UTF-7 encoding and decoding rules

Source: Internet
Author: User

 
 
Author: [Xiao Yunfeng]

MIME (Multipurpose Internet Mail Extensions) does not define Unicode as a licensed character set or specify how it is encoded. Although some other encoding formats (such as UTF-8) have been applied to messages, they use numbers between 128 and 255 to represent Unicode characters, this is not good for codec of non-US-ASCII character sets.
Because many mail gateways and systems cannot correctly submit eight-bit US-ASCII codes, characters using extended US-ASCII will be lost (bit. Since the UTF-7 uses only 7-bit (bit), the highest bit is not used, so UTF-7 encoding can be complete for transmission in these systems.
For some US-ASCII characters and characters other than the US-ASCII, The UTF-7 decodes by changing the byte order and uses the reserved characters in the US-ASCII as the conversion character (shift character ). The following are descriptions of UTF-7 encoding and decoding rules.

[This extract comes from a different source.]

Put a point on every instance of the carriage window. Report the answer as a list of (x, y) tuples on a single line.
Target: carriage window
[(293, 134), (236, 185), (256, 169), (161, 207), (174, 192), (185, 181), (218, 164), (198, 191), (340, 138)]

The UTF-7 divides Unicode characters into three types for processing:

1. Directly encode the character, that is, directly using the US-ASCII as the encoding character. These characters include uppercase/lowercase letters, numbers, and the following. (Note that it does not contain characters +)
'(),-./:? .
2. Optional characters that can be directly encoded. (Do not include characters or characters ~)
! "# $ % & *; <=> @ [] ^ _ '{|}
3. Unicode characters except 1 and 2.

Encoding Rules for UTF-7

1. (direct encoding) for the first type of characters, encoding directly using the US-ASCII, for the second type of characters, you can choose to use the US-ASCII or the method to change the byte order for encoding. However, note that in the mail header, If you encode the second type of characters directly with a US-ASCII, some gateways may not be able to read correctly.
2. (Unicode shifted encoding) except for the "+" character and the first and second types of characters, the characters must be decoded in byte order. The "+" symbol is used to control the start of the encoding process, if you press enter, the end of the line break or text ends, and use "-" to control the end Of the encoding process. The encoding of "+" and "-" is represented by the corrected Base64 encoding.
For example, the encoding of the string "A =Α" (Unicode: 0041 2260 0391) is: A + ImADkQ-(ASCII: 41 2B 49 6D 41 44 6B 51 2D)
3. The special character "+" is encoded as 2B2D (H ). When 2B2D (H) is encoded, that is, "+-", it is determined that 2D (H) is invalid and ignored. Therefore, 2B2D (H) encoding and the decoded string is "+" instead of "+ -". For 2B2D2D (H) encoding, the decoded string is "+ -".
4. Space (dec 32), hop cell (dec 9), carriage return (dec 13) and line feed (dec 10), coded directly using the US-ASCII.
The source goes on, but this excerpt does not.